Mortgage Rates Dip to One-Year Low, Boosting Homebuyer Sentiment
Washington D.C. – Mortgage rates have fallen to their lowest level in a year, with the average 30-year fixed rate now at 6.19%, according to Freddie Mac. The decline is fueled by expectations of a potential interest rate cut by the Federal Reserve and emerging signs of a cooling economy.
Economists anticipate mortgage rates will likely remain within the 6%-7% range through 2026, despite the possibility of further modest decreases. Kara Ng, senior economist at zillow Home Loans, noted markets currently see an October rate cut by the Federal Reserve as “near certain.” She added,”With signs of softer economic momentum and a deteriorating labor market,mortgage rates may drift slightly lower through 2026,” but cautioned that Zillow still expects rates to stay within the recent 6%-7% band.
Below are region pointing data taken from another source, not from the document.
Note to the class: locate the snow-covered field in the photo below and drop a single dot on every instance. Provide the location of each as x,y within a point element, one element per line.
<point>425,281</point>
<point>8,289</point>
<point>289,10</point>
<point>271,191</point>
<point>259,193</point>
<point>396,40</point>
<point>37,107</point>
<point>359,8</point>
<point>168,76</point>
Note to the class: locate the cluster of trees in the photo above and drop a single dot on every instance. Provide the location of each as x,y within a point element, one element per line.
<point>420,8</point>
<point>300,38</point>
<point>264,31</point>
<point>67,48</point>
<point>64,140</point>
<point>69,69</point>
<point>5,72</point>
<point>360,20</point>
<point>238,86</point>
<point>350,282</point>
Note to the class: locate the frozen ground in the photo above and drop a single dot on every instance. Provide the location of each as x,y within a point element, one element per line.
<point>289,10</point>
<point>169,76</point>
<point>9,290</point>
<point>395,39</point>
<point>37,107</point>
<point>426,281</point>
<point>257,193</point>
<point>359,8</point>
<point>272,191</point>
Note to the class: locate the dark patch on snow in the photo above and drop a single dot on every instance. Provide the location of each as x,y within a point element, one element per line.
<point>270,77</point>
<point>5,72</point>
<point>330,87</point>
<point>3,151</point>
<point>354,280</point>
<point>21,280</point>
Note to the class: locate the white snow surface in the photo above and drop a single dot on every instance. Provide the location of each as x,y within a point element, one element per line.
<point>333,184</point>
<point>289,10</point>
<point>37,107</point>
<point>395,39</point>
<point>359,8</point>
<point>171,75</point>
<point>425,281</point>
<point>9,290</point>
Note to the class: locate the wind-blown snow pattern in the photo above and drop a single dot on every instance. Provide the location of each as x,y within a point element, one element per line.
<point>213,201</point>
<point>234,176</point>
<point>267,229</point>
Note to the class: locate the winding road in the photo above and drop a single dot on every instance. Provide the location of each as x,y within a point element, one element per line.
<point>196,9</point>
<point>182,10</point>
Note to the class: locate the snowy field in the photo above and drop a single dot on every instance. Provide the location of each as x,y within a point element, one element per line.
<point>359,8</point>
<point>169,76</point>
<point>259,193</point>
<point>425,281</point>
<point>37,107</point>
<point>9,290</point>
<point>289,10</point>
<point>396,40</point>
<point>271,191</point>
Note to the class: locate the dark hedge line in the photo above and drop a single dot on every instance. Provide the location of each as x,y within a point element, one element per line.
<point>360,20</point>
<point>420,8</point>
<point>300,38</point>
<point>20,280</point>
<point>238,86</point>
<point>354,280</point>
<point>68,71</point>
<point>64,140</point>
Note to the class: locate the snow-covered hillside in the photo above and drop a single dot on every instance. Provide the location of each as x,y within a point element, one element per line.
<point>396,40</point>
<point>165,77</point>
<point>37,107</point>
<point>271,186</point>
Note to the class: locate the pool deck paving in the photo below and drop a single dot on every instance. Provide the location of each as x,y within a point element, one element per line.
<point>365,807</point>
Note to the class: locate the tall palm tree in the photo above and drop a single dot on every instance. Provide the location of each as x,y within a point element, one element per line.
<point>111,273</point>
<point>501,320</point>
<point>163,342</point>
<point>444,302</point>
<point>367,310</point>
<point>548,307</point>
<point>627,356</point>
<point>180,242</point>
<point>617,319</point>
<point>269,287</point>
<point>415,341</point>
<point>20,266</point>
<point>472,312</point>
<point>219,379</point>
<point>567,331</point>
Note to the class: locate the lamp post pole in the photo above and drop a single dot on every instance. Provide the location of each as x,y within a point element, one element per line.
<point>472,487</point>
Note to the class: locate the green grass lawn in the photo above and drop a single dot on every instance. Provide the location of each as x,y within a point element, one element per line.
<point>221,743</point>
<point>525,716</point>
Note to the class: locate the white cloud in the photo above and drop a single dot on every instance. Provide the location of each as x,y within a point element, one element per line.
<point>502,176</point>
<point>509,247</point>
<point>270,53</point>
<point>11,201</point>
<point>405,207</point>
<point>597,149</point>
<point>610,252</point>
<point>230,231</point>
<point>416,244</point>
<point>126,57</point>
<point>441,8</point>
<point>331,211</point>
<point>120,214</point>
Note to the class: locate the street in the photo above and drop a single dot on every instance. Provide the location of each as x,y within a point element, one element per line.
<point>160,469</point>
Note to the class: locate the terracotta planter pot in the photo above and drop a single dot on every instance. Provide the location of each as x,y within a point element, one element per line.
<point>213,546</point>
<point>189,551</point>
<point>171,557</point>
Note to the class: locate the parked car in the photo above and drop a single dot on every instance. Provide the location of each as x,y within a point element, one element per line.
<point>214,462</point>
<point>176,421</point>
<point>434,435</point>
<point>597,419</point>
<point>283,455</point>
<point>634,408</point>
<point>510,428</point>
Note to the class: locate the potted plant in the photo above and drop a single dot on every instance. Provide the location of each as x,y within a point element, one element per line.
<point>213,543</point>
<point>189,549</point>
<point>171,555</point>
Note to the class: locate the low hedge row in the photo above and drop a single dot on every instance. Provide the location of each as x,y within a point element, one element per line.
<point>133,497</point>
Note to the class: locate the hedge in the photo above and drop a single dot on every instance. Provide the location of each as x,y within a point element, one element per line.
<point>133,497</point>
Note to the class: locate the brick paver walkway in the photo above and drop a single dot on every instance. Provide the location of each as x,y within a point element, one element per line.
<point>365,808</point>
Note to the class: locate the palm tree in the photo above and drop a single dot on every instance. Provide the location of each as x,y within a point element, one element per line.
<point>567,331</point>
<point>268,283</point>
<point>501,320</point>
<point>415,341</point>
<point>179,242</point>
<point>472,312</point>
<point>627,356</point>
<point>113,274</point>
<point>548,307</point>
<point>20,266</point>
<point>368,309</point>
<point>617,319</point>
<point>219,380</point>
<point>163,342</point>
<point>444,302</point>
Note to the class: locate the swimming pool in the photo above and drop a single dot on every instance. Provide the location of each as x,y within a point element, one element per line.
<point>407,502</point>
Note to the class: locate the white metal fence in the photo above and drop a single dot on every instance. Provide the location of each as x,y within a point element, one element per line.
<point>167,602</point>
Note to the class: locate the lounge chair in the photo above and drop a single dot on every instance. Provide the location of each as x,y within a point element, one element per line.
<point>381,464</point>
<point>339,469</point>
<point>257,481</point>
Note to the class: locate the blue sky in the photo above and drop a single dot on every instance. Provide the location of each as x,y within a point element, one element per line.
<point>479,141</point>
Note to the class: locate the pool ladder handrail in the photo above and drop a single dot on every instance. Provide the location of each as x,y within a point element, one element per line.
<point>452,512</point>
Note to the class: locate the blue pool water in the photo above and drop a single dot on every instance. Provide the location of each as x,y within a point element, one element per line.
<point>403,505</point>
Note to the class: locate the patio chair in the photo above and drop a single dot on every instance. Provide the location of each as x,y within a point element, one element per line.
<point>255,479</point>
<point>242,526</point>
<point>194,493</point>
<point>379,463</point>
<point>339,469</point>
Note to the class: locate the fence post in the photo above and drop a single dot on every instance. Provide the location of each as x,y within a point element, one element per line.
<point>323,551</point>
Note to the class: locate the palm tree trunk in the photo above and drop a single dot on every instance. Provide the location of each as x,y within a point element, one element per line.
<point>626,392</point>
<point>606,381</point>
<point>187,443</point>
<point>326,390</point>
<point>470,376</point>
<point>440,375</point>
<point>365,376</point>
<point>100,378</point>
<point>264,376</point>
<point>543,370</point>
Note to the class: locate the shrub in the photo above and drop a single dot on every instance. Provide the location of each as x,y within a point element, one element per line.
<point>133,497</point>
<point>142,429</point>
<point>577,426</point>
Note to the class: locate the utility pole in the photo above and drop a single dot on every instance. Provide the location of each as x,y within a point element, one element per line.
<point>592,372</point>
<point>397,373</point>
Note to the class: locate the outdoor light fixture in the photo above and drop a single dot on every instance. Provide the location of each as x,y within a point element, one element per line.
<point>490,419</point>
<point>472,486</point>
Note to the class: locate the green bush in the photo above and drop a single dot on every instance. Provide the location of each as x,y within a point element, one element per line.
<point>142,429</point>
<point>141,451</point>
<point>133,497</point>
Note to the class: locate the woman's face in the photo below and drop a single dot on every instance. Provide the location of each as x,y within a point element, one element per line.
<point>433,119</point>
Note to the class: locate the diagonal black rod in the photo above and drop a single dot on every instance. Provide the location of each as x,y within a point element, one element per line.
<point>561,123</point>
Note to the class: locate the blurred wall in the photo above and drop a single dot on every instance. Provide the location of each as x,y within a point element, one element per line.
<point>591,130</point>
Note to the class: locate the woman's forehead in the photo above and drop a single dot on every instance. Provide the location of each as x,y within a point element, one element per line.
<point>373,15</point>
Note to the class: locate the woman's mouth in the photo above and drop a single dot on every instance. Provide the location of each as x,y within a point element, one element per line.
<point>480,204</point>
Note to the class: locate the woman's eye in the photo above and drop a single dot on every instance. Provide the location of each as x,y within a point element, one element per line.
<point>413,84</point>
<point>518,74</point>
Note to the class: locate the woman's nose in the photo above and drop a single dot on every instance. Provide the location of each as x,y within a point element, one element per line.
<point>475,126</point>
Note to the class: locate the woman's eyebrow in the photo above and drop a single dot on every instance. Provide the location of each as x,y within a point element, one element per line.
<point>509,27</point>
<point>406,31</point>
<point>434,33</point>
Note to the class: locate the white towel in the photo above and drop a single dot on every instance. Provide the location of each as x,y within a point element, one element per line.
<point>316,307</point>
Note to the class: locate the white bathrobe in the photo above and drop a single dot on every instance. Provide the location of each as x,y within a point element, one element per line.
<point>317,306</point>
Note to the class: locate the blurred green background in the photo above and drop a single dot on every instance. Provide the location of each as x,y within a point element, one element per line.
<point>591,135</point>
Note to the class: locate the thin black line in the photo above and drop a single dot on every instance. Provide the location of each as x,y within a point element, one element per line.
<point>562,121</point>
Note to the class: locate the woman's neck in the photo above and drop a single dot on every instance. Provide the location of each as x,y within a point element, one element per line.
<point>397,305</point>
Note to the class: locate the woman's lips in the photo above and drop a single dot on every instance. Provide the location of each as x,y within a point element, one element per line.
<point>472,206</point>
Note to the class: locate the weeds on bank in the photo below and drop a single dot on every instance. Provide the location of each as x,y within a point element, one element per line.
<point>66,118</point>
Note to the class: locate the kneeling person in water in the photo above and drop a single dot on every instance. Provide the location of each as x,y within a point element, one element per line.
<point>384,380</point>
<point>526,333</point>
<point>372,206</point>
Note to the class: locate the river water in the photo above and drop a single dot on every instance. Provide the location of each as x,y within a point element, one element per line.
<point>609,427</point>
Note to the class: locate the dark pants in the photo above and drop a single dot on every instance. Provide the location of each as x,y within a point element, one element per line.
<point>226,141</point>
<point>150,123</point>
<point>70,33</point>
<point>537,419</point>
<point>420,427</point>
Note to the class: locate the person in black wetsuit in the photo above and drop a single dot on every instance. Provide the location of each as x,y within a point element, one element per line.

The Federal Reserve’s actions, while not directly setting mortgage rates, influence them through the 10-year Treasury yield, impacting overall borrowing costs.
This drop in rates is coinciding with improved home affordability. In September, the typical home sold for 1.4% below the asking price – the largest September discount since 2019, according to Redfin. Consequently, existing home sales rose at their fastest pace in seven months, according to the National Association of Realtors (NAR).
“As anticipated, falling mortgage rates are lifting home sales,” stated Lawrence Yun, NAR’s chief economist. “Improving housing affordability is also contributing to the increase in sales.”
Frequently Asked Questions:
What is the current average mortgage rate in the US?
The average 30-year fixed mortgage rate is 6.19%, according to Freddie Mac.
Why did mortgage rates drop this week?
Rates fell due to expectations of a Federal Reserve rate cut and indications of a slowing economy.